Monitor your mixed-use income ratio. If you own a building with both residential and commercial tenants, track the 80% residential gross income threshold every year. Losing a residential tenant and replacing them with a commercial one could push you below 80%, shifting the entire building to the 39-year schedule going forward. Discuss the threshold with your CPA during any tenant turnover.

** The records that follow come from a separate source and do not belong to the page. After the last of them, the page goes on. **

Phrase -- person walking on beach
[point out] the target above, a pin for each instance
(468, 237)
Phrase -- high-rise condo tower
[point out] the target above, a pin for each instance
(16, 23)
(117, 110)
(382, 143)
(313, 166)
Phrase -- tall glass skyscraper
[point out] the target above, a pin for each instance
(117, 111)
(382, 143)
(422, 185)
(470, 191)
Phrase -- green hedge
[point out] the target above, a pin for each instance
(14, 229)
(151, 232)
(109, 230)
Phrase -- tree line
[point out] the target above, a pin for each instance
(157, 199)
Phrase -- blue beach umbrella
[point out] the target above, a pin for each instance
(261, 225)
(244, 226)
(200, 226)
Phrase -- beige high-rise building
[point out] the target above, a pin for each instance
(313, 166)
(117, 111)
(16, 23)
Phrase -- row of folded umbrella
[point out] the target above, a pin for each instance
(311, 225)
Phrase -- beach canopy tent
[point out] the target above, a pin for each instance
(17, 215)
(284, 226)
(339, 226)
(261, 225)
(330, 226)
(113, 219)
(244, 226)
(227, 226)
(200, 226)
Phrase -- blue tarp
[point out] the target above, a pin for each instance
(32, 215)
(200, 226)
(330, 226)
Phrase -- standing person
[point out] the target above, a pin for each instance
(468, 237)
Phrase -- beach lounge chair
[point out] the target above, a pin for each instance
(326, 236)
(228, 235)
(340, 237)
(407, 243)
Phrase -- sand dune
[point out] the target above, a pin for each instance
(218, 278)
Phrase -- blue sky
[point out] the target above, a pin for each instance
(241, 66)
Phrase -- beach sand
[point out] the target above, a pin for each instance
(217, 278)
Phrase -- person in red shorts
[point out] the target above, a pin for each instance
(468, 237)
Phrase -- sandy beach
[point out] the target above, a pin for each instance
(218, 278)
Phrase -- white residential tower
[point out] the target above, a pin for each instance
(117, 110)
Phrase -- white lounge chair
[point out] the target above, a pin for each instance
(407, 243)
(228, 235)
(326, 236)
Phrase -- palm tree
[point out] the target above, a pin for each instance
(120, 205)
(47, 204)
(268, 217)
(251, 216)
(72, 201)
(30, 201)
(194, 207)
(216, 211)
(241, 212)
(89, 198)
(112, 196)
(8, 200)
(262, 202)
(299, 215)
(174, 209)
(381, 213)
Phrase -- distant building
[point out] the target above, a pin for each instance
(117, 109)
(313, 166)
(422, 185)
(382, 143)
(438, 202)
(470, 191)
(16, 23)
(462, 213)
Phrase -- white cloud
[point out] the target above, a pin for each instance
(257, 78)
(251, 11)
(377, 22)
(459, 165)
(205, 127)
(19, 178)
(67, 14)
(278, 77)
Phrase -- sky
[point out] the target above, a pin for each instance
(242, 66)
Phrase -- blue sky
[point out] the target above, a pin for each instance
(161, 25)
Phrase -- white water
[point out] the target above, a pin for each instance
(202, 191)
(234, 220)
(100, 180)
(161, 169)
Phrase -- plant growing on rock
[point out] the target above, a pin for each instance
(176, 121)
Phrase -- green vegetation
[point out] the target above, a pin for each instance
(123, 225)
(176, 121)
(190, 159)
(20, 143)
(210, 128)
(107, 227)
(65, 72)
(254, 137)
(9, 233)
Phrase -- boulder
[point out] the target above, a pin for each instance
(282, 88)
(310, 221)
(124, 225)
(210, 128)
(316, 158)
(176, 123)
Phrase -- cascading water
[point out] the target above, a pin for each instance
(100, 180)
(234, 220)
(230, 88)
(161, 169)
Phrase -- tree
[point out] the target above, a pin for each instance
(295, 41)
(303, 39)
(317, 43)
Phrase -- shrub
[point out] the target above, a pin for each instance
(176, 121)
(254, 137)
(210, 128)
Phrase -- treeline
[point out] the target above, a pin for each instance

Don't skip cost segregation on commercial properties. The 39-year schedule makes cost seg studies even more worthwhile than for residential. If your commercial building is worth $300K+ after land, a study that reclassifies 25-35% into shorter-lived categories will almost certainly pay for itself in year one.

Factor the longer schedule into your acquisition math. The 39-year schedule reduces your annual tax shield by roughly 30% versus residential. Build that into your property tax and cash flow projections before making an offer -- the commercial property needs enough additional NOI to compensate.

Ask an Investor

The Takeaway

39-year depreciation is the IRS baseline for every nonresidential commercial property -- $25,641 in annual deductions per $1M of basis versus $36,364 for residential. Pair it with a cost segregation study, keep the 80% mixed-use threshold on your radar, take advantage of bonus depreciation on improvements while it lasts, and always model the 39-year schedule into your acquisition underwriting.